Obstacles on the horizon do exist for Google's self-driving cars. They range from large issues, like insurance (if a smart car has an accident, who's at fault?) to legalities (which features are mandated for new cars? Is a solo-non-driver using a two-person HOV lane a violation?) to more straightforward concerns, like weather (rain is okay, but fog and snow are tough) and unusual circumstances (“Odd intersections, art bikes, Oscar Meyer Weinermobiles and other drivers doing weird things,” Montemerlo explained). Google's cars rely on algorithm-driven maps that track the world like a video game, but creating models for flattened squirrels, abandoned mattresses, and kids on bikes is a challenge.
And then there are the competitors.
Richard Wallace, director of Transportation Systems Analysis at Ann Arbor, Michigan's Center for Automotive Research (CAR), says Google may not be any further ahead or fully invested than automakers. The difference, he writes in an e-mail, is that “automakers do not do R&D in the public (and their competitors') eye.” Wallace said Audi, Mercedes, General Motors, Toyota, Nissan, and other manufacturers “are not far off,” maybe as close as 2018. Despite heavy competition, Wallace says the role of Silicon Valley in the fast-moving field is enormous.

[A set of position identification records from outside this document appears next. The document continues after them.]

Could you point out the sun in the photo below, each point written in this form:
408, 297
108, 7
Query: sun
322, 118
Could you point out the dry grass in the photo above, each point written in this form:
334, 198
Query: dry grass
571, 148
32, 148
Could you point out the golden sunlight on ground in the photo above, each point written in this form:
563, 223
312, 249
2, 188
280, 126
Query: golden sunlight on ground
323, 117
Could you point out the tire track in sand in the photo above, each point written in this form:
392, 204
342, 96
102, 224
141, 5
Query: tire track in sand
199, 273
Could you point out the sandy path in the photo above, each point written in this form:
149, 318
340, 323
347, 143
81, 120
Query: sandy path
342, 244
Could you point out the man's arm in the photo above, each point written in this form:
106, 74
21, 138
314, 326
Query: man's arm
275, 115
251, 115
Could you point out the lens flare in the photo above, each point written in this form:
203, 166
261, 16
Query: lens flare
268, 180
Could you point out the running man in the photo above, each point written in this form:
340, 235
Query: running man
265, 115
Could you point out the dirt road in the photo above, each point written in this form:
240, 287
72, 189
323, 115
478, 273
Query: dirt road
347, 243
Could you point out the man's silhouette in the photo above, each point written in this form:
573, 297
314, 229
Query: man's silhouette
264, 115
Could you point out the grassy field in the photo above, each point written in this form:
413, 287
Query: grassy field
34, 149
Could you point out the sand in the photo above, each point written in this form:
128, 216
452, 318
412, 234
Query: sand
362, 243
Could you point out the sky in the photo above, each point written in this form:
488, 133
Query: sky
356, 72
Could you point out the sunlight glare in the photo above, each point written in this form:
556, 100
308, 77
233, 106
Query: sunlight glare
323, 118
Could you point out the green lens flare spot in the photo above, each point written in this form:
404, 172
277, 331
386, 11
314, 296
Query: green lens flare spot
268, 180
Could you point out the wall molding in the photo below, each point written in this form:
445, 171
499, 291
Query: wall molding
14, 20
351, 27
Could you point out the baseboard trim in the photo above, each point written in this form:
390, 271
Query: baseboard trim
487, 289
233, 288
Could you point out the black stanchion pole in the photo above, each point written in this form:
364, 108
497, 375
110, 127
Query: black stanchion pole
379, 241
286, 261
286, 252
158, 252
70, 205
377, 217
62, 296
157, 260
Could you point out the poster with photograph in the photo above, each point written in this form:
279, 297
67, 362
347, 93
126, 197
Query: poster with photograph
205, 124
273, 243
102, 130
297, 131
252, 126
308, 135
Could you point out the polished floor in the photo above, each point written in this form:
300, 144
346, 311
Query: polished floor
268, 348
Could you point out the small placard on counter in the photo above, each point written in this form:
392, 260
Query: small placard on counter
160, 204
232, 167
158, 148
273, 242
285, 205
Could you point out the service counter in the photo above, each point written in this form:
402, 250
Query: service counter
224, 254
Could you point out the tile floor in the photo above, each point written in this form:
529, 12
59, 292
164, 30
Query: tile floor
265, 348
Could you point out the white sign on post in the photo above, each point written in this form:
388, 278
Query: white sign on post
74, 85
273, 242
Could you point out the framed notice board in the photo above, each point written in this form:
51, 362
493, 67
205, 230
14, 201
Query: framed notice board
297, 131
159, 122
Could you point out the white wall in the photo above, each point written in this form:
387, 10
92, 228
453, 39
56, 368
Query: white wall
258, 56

“Google has been extremely important in bringing automated vehicle technology into the spotlight and motivating the auto industry to accelerate its development,” he says. The company's recent addition of radar, a step beyond its primary, 3-D imaging technology, will increase its self-driving car's viability, he adds.
Michigan, given its automotive history, is one of the “automated technology hotbeds” Wallace identified, especially in the development of connected, vehicle-to-vehicle technology. Silicon Valley, with its no-snow weather, venture capital momentum, and dedicated-lanes infrastructure, suggests a likely location for introducing mainstream drivers to the technology that will make them non-drivers. Montemerlo and Wallace predicted that lesser forms of automation (adaptive cruise control, lane-centering, blind-spot detection, parking- and traffic-jam assist) will continue to be incrementally released.
“The average vehicle on the road today is 11.4 years old,” Wallace says. “Anything more advanced that comes out in maybe 2020 will be operating in mixed traffic for a long time to come. One day, you'll find you almost never control your new vehicle. I think that is about 2025.”
But why stop at a car that can merely drive itself? Montemerlo says “self-aware” cars that can cruise “driverless” are likely 10 to 15 years out. Cars that can “reason about the world” are even further on the horizon, maybe even impossible. Until a car can recognize that the driver next to us is too preoccupied with his Slurpee, humans will remain behind the wheel.